Step 3 — run the server
llama-server \
--model ~/models/model-q4_k_m.gguf \
--port 8080 \
--ctx-size 8192 \
--n-gpu-layers 99 # use all GPU layers if you have a GPU
--ctx-size is the context window in tokens. --n-gpu-layers 99 pushes as many layers to GPU as will fit. Drop it to 0 for CPU-only.
Step 4 — configure as Custom HTTP in Codebolt
Settings → Providers → Add provider → Custom HTTP.
Name: llama-local
Base URL: http://localhost:8080/v1
API key: any-string (llama.cpp doesn't check it)
The v1 suffix is important — llama.cpp's server provides an OpenAI-compatible API at that path.

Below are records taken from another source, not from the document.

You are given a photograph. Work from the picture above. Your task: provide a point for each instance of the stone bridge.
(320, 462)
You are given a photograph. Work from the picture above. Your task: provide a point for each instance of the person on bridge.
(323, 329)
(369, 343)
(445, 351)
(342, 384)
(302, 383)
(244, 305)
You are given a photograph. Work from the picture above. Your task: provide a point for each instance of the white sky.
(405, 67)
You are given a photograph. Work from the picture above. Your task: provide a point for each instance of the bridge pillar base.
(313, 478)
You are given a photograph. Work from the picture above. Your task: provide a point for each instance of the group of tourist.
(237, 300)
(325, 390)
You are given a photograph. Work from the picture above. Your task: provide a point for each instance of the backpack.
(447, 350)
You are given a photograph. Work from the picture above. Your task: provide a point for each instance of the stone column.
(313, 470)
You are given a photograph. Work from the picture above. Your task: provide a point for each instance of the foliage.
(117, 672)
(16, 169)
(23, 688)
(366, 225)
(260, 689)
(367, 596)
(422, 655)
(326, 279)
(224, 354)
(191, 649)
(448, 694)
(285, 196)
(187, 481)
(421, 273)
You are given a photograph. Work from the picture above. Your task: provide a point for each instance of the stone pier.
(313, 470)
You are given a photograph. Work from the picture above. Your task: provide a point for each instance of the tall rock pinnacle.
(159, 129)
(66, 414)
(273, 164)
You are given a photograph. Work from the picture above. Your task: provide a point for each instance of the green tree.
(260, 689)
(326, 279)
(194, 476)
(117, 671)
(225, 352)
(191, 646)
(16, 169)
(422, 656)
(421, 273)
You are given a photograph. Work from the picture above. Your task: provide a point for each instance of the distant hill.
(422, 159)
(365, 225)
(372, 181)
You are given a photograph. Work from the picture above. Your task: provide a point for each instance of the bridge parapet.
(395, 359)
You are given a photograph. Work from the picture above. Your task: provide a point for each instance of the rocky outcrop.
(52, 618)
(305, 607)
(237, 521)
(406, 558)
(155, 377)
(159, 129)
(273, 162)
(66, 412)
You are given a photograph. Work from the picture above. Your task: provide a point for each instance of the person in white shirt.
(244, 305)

Test. Then add models manually (llama.cpp doesn't expose a model list):
# .codebolt/providers/llama-local/providers.yaml
providers:
llama-local:
models:
- id: local-coder
display_name: "Local Coder"
context_window: 8192
Fallback chains: local + remote
A useful pattern: local by default, remote as fallback for hard tasks.
Settings → Providers → Fallback chains → Add chain:
Primary: ollama (qwen2.5-coder:14b)
Fallback on error: anthropic (claude-sonnet)
Fallback on timeout (>60s): anthropic (claude-sonnet)
Now most turns run on your local model; hard turns (that error or take too long) automatically escalate.
Performance
Rough expectations:
| Hardware | Model | Tokens/sec |
|---|---|---|
| CPU only, consumer laptop | 7B q4 | 3-10 |
| CPU only, desktop | 13B q4 | 1-5 |
| Apple M1/M2 (16 GB) | 7B q4 | 15-30 |
| Apple M3 Max (64 GB) | 34B q4 | 10-20 |
| Nvidia RTX 4070 | 13B q4 | 40-80 |
| Nvidia RTX 4090 | 33B q4 | 30-60 |
For coding work, 20+ tokens/sec feels usable. Below 10 it's noticeably slow.
If you're CPU-only on a laptop, stick to 3B-7B models for anything interactive. Reserve larger models for batch / headless work.
Troubleshooting
"Model downloaded but Ollama says not found"
Check Ollama is using the expected model directory: ls ~/.ollama/models. If you pulled via sudo, ownership may be wrong.
"Out of memory" during generation
Your model is too big. Drop to a smaller variant (:7b instead of :13b) or more aggressive quantization (:q4 instead of :q8). Reduce --ctx-size if using llama.cpp directly.
GPU not being used
- Check
nvidia-smi(orrocm-smifor AMD) while the model runs. If GPU is idle, the runner isn't finding it. - For Ollama: reinstall the GPU-specific build.
- For llama.cpp: ensure you built with
LLAMA_CUBLAS=1(Nvidia) orLLAMA_METAL=1(macOS).
First response extremely slow
Cold start. First call loads the model (10-60 seconds). Subsequent calls are fast if the model stays warm. Increase OLLAMA_KEEP_ALIVE.
Quality noticeably worse than remote
Expected. Local open-weight models trail frontier closed models. Mitigate with:
- A larger local model (if you have the hardware).
- A fallback chain (local for routine work, remote for hard cases).
- More specific prompts (smaller models benefit more from tight prompting).